Booknetic : A WordPress-native, multi-staff booking plugin with a modern admin and a strong feature catalogue (services, locations, staff, Zoom, Google Calendar, WhatsApp). Best fit for service businesses that need staff scheduling alongside slot-locked bookings. See the full Booknetic review for the deep-dive.
Amelia : A polished commercial WordPress booking plugin with a modern dashboard and a strong front-end customer-area. Best fit for buyers who value visual polish over price. See the Amelia review .
Easy Appointments : A free WordPress.org sibling with a similar light footprint, a more old-school admin, and a separate Pro extension sold from easy-appointments.com. Best fit for budget-first buyers who want a free build with optional Pro add-ons. See the Easy Appointments review .
Final Verdict: Is Appointment Hour Booking Worth It?
Appointment Hour Booking is worth considering — especially if you fit its sweet spot. It is the right pick for a WordPress site owner who wants to publish a date-and-start-time booking widget without leaving WordPress, who values granular service configuration over a polished dashboard, and who would rather pay €59 a year than $20 a month forever.
The biggest caveat is the admin's visual age. The 2025–2026 updates have started to modernise the front-end widget and added a new Styles Editor, but the back-office still feels like a power tool from 2018. If your shortlist is "modern SaaS booking app" then this is not the buy; if your shortlist is "robust, cheap, self-hosted WordPress booking calendar," it is one of the most defensible options on the market.

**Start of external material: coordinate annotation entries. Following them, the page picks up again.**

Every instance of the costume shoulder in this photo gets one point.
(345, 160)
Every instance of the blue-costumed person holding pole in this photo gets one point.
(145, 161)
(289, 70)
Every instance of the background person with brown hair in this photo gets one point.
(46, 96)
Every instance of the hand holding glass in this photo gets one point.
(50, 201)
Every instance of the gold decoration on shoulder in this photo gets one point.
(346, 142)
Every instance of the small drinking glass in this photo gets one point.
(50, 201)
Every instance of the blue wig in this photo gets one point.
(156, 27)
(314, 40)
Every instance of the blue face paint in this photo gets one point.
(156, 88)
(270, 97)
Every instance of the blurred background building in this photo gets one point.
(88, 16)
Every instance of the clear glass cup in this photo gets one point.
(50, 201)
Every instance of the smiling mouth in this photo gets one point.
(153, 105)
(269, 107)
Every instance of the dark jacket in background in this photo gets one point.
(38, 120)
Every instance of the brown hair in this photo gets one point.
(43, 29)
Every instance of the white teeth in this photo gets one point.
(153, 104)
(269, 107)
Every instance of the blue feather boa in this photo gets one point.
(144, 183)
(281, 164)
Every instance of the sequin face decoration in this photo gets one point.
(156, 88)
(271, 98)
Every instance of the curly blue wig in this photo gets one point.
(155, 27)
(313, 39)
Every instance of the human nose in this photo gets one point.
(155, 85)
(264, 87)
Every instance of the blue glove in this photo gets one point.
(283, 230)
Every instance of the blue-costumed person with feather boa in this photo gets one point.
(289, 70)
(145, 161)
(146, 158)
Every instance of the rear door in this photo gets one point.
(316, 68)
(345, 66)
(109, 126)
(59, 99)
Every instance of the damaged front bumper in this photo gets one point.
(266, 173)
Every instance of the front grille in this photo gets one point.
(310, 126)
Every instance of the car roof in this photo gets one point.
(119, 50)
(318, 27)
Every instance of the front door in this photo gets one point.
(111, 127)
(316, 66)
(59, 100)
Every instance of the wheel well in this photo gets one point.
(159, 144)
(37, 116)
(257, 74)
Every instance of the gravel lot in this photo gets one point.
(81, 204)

For a side-by-side look at the full WordPress booking-plugin landscape, head to the best WordPress appointment booking plugins shortlist.
Appointment Hour Booking FAQ
Is there a free version?
Yes. The free Basic build on WordPress.org covers the core booking flow with captcha, CSV export, iCal export, multi-page calendars, and double-booking prevention. Paid tiers unlock the Visual Form Builder, the payment-gateway add-on catalogue (PayPal, Stripe, Square, and others), and the full integration add-on engine.
Is it beginner-friendly?
Reasonably. The form-editor breadcrumb walks you through six logical steps (Editor → General Settings → Notification Emails → Antispam → Reports → Add Ons), and the calendars list keeps everything one click away. Visually, expect a WordPress-admin feel rather than a SaaS-dashboard feel.
Does it support payments?
Yes, but only on paid tiers. The Pro builds expose payment gateway add-ons through the Add Ons engine. The official pricing page lists PayPal Standard, PayPal Pro, Stripe, Square, Skrill, Authorize.net, TargetPay/iDEAL, Mollie/iDEAL, SagePay, Sage, Razorpay, Redsys, and Bizum; Revolut was added through the WordPress.org changelog (v1.5.42 / 1.5.44).
Does it support Google Calendar / Zoom / SMS?
Yes, on paid tiers. Google Calendar API, Zoom Meetings, Twilio SMS and Clickatell SMS are separate add-ons activated from the Add Ons page once your license is connected.
What are the best alternatives?
The closest WordPress alternatives are Booknetic, Amelia, and Easy Appointments. The best WordPress appointment booking plugins shortlist covers the full 2026 landscape.